Another benefit from rooting is that it will allow you to wifi tether to your cell phone, not just wifi routers.

Sent from my Borg implant over VZW LTE.


----------



## Xanius (Jul 25, 2011)

AzJazz said:


> Another benefit from rooting is that it will allow you to wifi tether to your cell phone, not just wifi routers.
> 
> Sent from my Borg implant over VZW LTE.


I tether to my phone without root using barnacle. There is a downside to root, you are unable to use youtube to watch movies because google checks for that kind of thing(it's required by the content developers because the movie studios are asshats).


----------



## Patrick A. (Oct 6, 2011)

Have you tried the app vodoo root keeper?

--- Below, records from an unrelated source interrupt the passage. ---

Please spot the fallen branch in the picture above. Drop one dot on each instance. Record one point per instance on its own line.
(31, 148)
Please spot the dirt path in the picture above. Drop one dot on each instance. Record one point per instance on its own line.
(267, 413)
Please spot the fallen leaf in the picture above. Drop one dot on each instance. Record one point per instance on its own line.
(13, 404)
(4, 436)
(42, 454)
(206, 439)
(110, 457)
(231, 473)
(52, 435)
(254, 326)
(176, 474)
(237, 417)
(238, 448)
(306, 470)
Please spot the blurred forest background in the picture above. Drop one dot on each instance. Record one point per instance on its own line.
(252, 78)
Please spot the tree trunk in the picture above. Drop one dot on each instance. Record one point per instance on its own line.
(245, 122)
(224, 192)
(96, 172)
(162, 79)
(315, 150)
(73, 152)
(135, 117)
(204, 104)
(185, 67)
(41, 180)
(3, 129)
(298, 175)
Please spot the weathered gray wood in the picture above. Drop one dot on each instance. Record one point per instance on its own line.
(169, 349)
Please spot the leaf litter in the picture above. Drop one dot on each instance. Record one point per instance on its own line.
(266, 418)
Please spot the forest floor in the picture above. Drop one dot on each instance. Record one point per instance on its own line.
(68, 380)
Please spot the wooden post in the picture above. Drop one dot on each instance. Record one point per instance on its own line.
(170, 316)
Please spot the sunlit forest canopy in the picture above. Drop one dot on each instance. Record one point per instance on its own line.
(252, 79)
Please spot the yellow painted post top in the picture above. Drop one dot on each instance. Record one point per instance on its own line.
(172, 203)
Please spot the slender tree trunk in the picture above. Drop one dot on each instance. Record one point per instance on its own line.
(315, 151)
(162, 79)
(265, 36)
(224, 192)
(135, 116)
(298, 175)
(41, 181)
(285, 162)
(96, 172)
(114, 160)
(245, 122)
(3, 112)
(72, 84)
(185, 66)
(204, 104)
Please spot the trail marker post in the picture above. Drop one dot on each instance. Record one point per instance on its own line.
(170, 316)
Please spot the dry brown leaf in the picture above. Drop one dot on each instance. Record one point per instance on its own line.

Sent from my Transformer TF101 using RootzWiki


----------



## kermur (Nov 19, 2011)

Not sure what you are talking about regarding YouTube. I watch YouTube movies on all of my rooted devices. And, is the issue with tethering to a phone related to the phone being in "ad-hoc" mode? On my rooted samsung phone, im able to set the wifi share to "infrastructure" mode- allowing all devices to connect.

Kermur

Sent from my Transformer TF101 using RootzWiki


----------



## Thing O Doom (May 30, 2012)

Yeah, youtube works fine on root. I don't see any drawbacks to root - aside from void of warranty and minor possibility of brick if you aren't careful.
As far as tether, some carriers check if you're tethering without paying by device/browser IDS. (Why would google Chrome be coming off of a GB phone.. etc)


----------



## sergej931 (May 3, 2012)

Asrmatt said:


> 2. Tweeking of the system for better performance. There is a thread on XDA which tells you how to tweek the system and edit the build.prop file to increase performance without flashing a new ROM. I have not seen that tread on Rootzwiki or I would provide a link. I will be applying the changes and testing today if you are interested in the results.


I would be interested in a post.


----------